10.09.2020 à 21:19

Amérique latineLes heurts post-bavure reprennent en Colombie

Les violentes manifestations ont repris jeudi après la mort d’un homme victime de décharges électriques administrées par la police. Les heurts ont déjà fait 10 morts.

Le bilan des personnes décédées, majoritairement mortellement blessées par arme à feu à Bogotá, a été réévalué à dix jeudi, alors qu’en soirée les affrontements avec la police ont repris de la part de protestataires révoltés par une bavure policière.

Sept personnes dont la plupart étaient «très jeunes» sont mortes à Bogotá, tuées par balles, a déclaré la maire de la capitale, Claudia Lopez, lors d’une conférence de presse annonçant jeudi le décès sur son lit d’hôpital d’une jeune fille de 19 ans. Les autorités de Soacha, dans la banlieue de Bogotá, ont indiqué à l’AFP que trois autres décès avaient été enregistrés dans la ville.

Jeudi à la tombée de la nuit, les affrontements avec la police avaient repris à Bogotá, selon les journalistes de l’AFP sur place, des rassemblements s’étant reformés durant la journée dans plusieurs quartiers de la ville. Le gouvernement a annoncé l’envoi en renforts de 1600 policiers et de 300 militaires supplémentaires.

Des bus ont été brûlés à Bogotá. (10 septembre 2020)

Des bus ont été brûlés à Bogotá. (10 septembre 2020)

AFP

La maire de la capitale a par ailleurs précisé que 175 personnes ont été blessées, dont 66 par arme à feu et 12 par arme blanche, «pourtant nous ne sommes pas sur un champ de bataille», s’est-elle indignée. «Il existe des preuves solides d’une utilisation indiscriminée des armes à feu par les policiers (…) Quel type de formation reçoivent-ils pour avoir cette réponse absolument disproportionnée à une manifestation?», avait-elle déclaré auparavant.

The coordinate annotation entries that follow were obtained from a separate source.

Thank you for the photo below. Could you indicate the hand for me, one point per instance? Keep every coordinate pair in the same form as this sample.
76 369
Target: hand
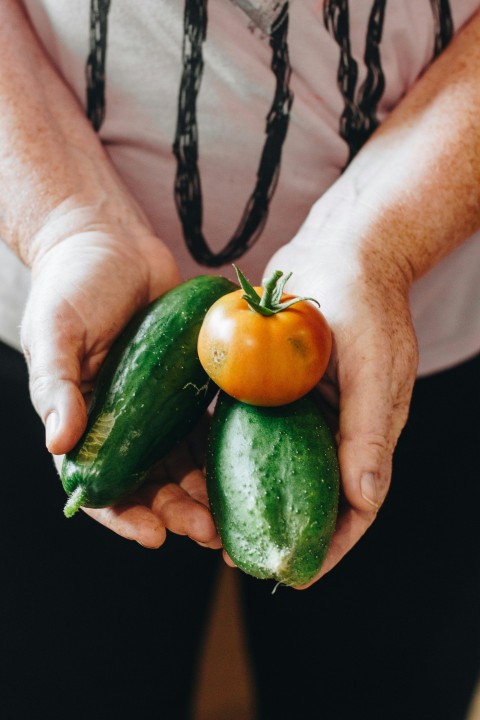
85 287
174 498
371 373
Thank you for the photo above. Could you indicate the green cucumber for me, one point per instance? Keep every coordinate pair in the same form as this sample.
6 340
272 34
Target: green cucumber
273 484
150 392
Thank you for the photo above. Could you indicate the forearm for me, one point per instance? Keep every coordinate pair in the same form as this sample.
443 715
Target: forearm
50 158
412 194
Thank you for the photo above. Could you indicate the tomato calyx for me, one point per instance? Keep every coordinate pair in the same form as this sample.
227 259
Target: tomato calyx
270 303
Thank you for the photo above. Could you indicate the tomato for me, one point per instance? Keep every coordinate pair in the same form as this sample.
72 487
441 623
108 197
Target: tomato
264 360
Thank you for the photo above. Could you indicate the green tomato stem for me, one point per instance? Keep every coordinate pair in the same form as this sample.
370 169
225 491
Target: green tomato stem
270 302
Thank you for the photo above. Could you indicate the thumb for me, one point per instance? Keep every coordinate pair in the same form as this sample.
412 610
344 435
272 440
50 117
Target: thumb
53 347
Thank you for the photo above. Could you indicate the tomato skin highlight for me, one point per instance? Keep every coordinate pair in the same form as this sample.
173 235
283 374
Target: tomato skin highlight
266 361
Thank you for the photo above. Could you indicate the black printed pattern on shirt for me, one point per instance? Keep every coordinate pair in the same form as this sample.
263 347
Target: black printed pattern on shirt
357 121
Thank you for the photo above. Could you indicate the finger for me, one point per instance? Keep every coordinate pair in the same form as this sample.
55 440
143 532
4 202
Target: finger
131 521
53 350
180 513
375 389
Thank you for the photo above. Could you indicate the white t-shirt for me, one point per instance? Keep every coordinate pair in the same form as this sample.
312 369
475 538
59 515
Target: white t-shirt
143 77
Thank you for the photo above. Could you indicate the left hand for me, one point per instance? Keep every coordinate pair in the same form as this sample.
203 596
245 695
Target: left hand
371 372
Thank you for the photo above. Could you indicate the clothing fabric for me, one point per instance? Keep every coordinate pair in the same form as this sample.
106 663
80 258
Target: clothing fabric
94 626
143 65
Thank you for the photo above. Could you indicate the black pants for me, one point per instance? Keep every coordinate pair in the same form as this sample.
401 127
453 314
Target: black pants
94 626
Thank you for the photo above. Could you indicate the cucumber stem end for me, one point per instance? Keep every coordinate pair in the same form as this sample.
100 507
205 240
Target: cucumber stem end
74 502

Selon le gouvernement, 56 postes de police ont été «vandalisés» et 70 personnes interpellées pour «violence contre les forces de l’ordre». «Nous sommes face à des actes de violence massifs», a dénoncé le ministre de la Défense, Carlos Holmes Trujillo.

«Policiers assassins»

Mercredi après-midi, des centaines de personnes s’étaient rassemblées pour protester devant le poste de police où Javier Ordoñez avait été conduit lors de sa violente arrestation dans la nuit de mardi à mercredi. Cet avocat de 43 ans est décédé quelques heures après à l’hôpital.

Des heurts ont éclaté puis se sont étendus dans plusieurs quartiers de la capitale ainsi que dans d’autres grandes villes, comme Medellín (nord-ouest), Cali (ouest) ou Barranquilla (nord).

Parmi les blessés, Frankpierre Charry, 23 ans, désormais hospitalisé entre la vie et la mort. «Il allait à un pâté de maisons, il s’est retrouvé en face de deux policiers qui se cachaient et qui lui ont tiré dessus», dans le sud de la capitale, a raconté à l’AFP sa mère Blanca Clavijo. «Les médecins disent qu’il a reçu une balle dans le dos, à très courte distance, qui a touché son estomac et endommagé ses intestins, son côlon», relate-t-elle, désespérée, demandant que «justice soit faite pour les policiers assassins».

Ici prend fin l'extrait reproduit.